S&P 500 companies will contribute a total of $65 billion to their U.S. defined benefit plans this year, according to a forecast in a Goldman Sachs report today.
Sponsors may seek to increase their exposure to equities and other risky assets as they rebuild plan funding through new contributions and reallocation of existing assets, noted the report, Pension Review 2009 Fallout from Funded Status Decline Just Beginning.
Steep equity price declines pushed equity allocations down more than 11 percentage points in 2008; about 80% of all plans are now underweight their equity targets, the report said.
The S&P 500 companies have more than $425 billion of unrecognized losses on their U.S. pension plans, the report said. These may be a drag on EPS for several years as the losses work through income statements.
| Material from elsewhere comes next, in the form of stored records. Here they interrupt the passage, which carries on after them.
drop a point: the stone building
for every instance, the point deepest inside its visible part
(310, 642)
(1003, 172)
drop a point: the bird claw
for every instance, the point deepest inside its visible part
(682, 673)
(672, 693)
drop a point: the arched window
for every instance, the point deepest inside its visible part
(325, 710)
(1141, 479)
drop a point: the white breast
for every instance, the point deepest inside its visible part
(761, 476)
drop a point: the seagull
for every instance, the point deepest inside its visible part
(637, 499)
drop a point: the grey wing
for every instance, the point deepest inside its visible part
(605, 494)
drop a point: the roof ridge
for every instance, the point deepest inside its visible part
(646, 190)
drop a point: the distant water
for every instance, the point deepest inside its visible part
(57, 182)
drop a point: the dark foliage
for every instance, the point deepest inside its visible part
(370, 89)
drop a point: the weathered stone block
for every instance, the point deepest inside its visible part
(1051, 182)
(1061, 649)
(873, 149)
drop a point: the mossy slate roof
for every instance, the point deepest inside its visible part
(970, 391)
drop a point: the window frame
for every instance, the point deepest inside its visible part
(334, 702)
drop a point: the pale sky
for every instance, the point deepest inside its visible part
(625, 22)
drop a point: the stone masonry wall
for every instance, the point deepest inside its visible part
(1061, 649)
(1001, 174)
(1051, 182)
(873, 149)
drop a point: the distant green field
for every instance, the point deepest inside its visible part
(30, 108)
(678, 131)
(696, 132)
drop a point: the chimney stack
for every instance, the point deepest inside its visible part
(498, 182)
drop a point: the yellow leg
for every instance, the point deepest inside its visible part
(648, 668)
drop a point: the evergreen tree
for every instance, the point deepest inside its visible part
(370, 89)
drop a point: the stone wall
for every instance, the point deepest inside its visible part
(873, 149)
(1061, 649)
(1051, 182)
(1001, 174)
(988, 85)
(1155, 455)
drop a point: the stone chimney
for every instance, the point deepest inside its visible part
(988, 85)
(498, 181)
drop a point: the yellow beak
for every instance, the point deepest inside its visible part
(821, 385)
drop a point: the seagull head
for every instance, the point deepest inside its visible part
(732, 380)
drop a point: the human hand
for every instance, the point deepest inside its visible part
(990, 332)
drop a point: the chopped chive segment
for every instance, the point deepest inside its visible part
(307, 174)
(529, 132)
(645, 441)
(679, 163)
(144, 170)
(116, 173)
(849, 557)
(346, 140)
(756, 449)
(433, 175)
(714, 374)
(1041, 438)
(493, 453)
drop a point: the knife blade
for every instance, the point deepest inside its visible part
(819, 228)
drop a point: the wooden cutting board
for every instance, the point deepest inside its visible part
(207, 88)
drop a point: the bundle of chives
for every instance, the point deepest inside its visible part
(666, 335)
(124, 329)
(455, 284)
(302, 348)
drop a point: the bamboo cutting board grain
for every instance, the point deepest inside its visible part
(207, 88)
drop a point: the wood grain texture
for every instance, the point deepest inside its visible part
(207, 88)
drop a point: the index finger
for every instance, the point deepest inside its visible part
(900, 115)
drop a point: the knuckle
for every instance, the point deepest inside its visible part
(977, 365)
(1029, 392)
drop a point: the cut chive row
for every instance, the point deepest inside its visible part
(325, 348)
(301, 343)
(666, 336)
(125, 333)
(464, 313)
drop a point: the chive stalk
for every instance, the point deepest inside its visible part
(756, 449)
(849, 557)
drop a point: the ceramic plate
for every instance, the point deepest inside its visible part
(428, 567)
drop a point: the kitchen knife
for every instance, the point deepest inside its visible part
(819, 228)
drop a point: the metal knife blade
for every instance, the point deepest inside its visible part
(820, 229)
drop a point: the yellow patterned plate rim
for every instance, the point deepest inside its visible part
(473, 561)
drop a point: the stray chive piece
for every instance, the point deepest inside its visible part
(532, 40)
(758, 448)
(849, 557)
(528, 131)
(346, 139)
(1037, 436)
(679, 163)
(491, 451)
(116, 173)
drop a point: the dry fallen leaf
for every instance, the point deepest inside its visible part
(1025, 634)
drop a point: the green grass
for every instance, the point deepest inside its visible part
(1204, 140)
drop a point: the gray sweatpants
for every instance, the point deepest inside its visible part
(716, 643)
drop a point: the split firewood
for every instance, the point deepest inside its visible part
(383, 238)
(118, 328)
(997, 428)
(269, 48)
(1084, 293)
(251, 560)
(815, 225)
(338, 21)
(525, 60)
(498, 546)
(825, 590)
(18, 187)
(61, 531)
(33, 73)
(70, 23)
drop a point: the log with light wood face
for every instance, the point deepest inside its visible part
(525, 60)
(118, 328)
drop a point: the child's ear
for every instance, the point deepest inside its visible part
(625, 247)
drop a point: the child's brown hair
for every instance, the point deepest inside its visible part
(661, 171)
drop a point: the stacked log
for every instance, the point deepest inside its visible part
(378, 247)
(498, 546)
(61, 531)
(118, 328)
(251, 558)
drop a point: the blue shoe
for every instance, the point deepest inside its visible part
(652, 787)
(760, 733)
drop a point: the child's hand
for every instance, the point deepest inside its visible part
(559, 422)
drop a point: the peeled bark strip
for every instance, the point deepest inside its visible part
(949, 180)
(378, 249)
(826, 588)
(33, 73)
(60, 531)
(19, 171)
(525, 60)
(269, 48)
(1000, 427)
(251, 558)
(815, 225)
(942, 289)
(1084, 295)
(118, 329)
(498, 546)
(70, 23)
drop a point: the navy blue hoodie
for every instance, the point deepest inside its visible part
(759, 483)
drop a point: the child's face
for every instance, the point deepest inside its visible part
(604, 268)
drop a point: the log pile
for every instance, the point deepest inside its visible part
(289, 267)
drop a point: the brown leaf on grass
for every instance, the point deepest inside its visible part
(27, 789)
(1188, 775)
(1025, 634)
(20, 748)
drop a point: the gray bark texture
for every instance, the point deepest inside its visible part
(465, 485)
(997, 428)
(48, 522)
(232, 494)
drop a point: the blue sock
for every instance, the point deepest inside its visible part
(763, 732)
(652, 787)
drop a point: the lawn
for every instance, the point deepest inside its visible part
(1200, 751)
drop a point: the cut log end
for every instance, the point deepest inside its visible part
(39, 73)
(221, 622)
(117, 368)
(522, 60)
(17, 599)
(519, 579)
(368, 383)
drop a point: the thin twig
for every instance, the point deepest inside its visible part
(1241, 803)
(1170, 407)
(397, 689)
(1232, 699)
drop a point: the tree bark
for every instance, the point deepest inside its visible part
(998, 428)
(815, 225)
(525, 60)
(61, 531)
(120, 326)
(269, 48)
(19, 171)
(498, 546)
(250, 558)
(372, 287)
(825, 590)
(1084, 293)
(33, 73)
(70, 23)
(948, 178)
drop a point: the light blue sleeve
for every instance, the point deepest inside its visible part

The funded status of S&P 500 companies U.S. defined benefit pension plans dropped to 79% at year-end 2008 from 108% at year-end 2007, the report said. As a result, the plans have aggregate underfunding of $252 billion compared to combined overfunding of $95 billion, the report said.
The median funded ratio was 71% at year-end 2008 for the 345 companies in the S&P 500 that had U.S. defined benefit pension plans, the report said. Fewer than 10% were overfunded, and many of them are off-calendar year-end companies that have yet to report.